Martin Weber ist Bürgermeister einer kleinen steirischen Gemeinde (Tieschen), diese Woche schaffte er es zu überregionaler Bekanntheit – sogar die „Bild“-Zeitung berichtete über ihn. Was war passiert? Meta hat plötzlich seine Konten bei Facebook, Instagram und WhatsApp gesperrt. Grund? Unklar. Weber vermutet einen Zusammenhang mit einem Posting über die AfD und Donald Trump, es kann auch der Fehler einer KI-Anwendung sein.

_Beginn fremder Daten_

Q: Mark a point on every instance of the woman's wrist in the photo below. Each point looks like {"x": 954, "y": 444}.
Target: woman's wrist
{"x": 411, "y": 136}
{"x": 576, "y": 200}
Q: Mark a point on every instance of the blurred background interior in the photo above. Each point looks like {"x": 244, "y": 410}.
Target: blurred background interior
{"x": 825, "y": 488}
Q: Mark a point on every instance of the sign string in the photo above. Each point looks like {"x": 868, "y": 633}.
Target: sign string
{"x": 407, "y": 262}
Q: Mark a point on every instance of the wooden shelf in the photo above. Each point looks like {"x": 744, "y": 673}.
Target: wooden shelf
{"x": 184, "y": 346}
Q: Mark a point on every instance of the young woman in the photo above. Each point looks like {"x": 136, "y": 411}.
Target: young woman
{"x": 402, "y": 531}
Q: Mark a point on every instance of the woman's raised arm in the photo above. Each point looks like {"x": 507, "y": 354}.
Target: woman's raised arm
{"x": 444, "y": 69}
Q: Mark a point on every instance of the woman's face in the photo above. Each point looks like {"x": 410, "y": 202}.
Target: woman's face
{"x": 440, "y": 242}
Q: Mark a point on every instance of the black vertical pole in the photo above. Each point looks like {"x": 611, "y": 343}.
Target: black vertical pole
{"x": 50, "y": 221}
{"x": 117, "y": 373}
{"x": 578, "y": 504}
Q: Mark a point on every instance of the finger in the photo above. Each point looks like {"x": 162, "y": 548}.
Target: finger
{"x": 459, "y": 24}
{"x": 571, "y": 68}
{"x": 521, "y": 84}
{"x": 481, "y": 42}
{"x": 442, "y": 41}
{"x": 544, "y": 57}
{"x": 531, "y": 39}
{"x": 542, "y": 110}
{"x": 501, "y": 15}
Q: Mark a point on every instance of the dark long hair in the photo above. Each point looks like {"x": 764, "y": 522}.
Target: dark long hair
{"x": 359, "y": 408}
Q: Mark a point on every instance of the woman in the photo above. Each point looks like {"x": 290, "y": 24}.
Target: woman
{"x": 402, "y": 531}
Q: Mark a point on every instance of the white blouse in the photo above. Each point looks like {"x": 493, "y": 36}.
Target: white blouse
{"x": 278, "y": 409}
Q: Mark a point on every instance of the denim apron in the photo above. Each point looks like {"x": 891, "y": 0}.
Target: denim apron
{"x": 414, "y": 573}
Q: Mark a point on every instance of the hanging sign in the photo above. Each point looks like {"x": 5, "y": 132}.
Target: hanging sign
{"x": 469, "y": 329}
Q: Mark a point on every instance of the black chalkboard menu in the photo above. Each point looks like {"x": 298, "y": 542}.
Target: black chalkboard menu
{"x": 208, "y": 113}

Nach der breiten medialen Berichterstattung meldete sich sogar ein Anwalt von Meta, seit Mittwoch sind die Konten plötzlich wieder aktiv. Für „Otto Normaluser“ wäre das wohl nicht möglich gewesen, sie stehen vor einer Mauer des Schweigens bei Meta. Kundensupport, Telefonnummer, an die man sich wenden kann? Fehlanzeige.
Daher hat SPÖ-Staatssekretär Jörg Leichtfried recht, wenn er Kritik am „intransparenten Vorgehen“ übt: „Der aktuelle Fall zeigt exemplarisch ein grundlegendes Problem: die Sperre sämtlicher Meta-Konten ohne nachvollziehbare Begründung, welcher Verstoß dazu geführt hat.“ Hass und Drohungen würden hingegen oft lange online stehen. Der Steirer sieht die EU-Kommission in der Pflicht. Diese müsse gegenüber den Plattformen die Regeln des Digital Services Acts einmahnen und bei systematischen Verstößen konsequent durchsetzen.
Ein großer Teil unseres Lebens findet mittlerweile im digitalen Raum statt, die Macht ist in den Händen weniger Konzerne. Ihnen sind wir weitgehend ausgeliefert. Wohl eine Mahnung, nicht auf das analoge Leben zu vergessen.
Ich wünsche Ihnen einen schönen Sonntag!